Soluções de preservação da privacidade
Dados valiosos, como os gerados em hospitais, quartos de hotel ou lares, são de difícil obtenção pública, mas proporcionam contexto crucial para aumentar o desempenho dos modelos fundacionais. Converter dados privados em ativos on-chain, recorrendo a soluções criptográficas, torna-os rastreáveis e rentáveis, protegendo sempre a privacidade. Tecnologias como Trusted Execution Environments (TEE) e Zero-Knowledge Proofs (ZKP) permitem o processamento seguro e a verificação de resultados sem exposição dos dados brutos. Usar estas ferramentas permite treinar modelos de IA sensíveis e distribuídos, respeitando a privacidade e os regulamentos.
Exemplo:
Phala Network: Permite aos programadores lançarem aplicações em TEE seguras para processamento confidencial de dados e IA.
Governança aberta e responsável
O treino de robôs assenta frequentemente em sistemas proprietários opacos, pouco transparentes e inflexíveis. Uma governança transparente e verificável é essencial para mitigar riscos e fortalecer a confiança de utilizadores, reguladores e empresas. As tecnologias Web3 tornam possível a supervisão comunitária on-chain e o desenvolvimento colaborativo de inteligência robótica open-source.
Exemplo:
Openmind: Stack de software AI nativo open, que permite aos robôs pensar, aprender e cooperar. Propôs recentemente o standard ERC7777, com o objetivo de criar um ecossistema robótico verificável, baseado em regras, focado na segurança, transparência e escalabilidade. Define interfaces padronizadas para gerir identidades humanas e robóticas, aplicar regras societais e governar o registo e remoção de participantes, bem como os respetivos direitos e responsabilidades.
Consideração Final
Olhando para o futuro, a convergência entre robótica com IA e Web3 inaugura uma nova era de sistemas autónomos capazes de colaboração e adaptação em larga escala. Com rápidas inovações no hardware, os próximos 3–5 anos serão decisivos para criar modelos de IA mais capazes, baseados em datasets reais mais ricos e em coordenação descentralizada. Espera-se o surgimento de agentes de IA especializados em setores como hotelaria, logística, entre outros, dando origem a novas oportunidades de mercado de grande expressão.

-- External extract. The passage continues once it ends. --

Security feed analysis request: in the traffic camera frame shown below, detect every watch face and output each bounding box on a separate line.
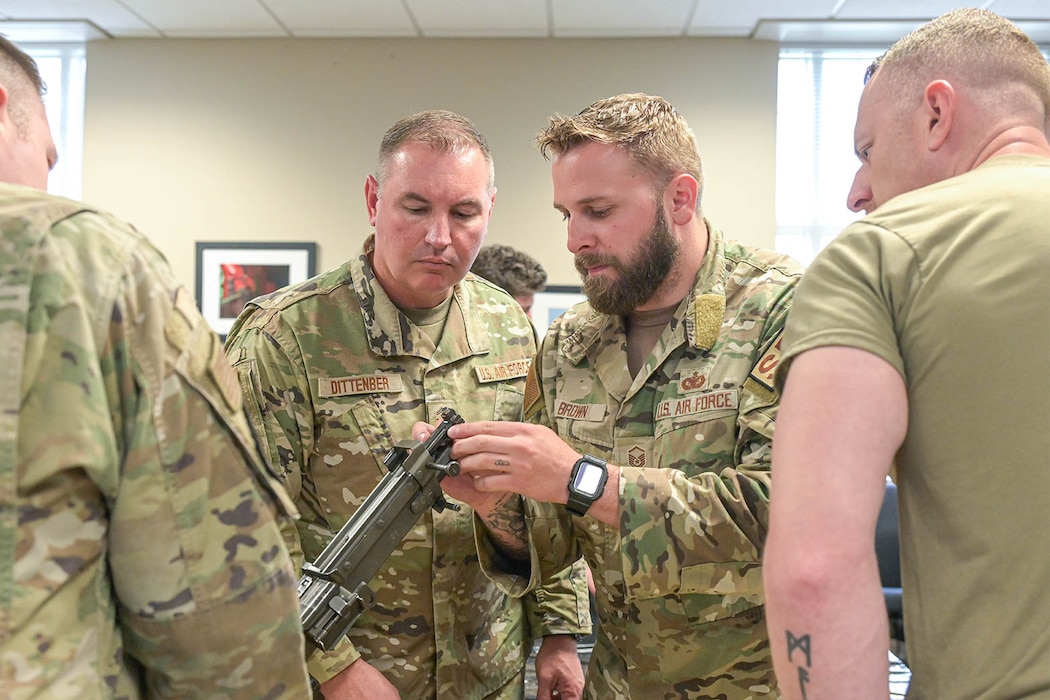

No entanto, embora a convergência entre robótica inteligente e cripto seja entusiasmante, a transição também implica desafios. Desenhar mecanismos de incentivo equilibrados e eficientes continua a ser uma tarefa complexa e em evolução, exigindo que se recompensem de forma justa os contribuintes sem permitir abusos. A complexidade técnica é outro desafio, obrigando a soluções escaláveis e sólidas para integrar diferentes morfologias robóticas. As soluções para privacidade devem ser verdadeiramente fiáveis para merecer a confiança dos stakeholders, especialmente quando tratam dados sensíveis. Acresce uma constante evolução do enquadramento regulatório, o que obriga a uma navegação cautelosa entre jurisdições. Ultrapassar estes riscos e garantir retorno sustentável é essencial para o progresso e a adoção global.
Mantenhamo-nos atentos e participativos nestes desenvolvimentos — em conjunto, é possível impulsionar o progresso e captar as novas oportunidades neste mercado em forte expansão.
A inovação em robótica é uma viagem que só faz sentido em comunidade :)
Por último, agradeço à Chain of Thought (em particular ao artigo Robotics & The Age of Physical AI) os valiosos contributos para esta análise e investigação.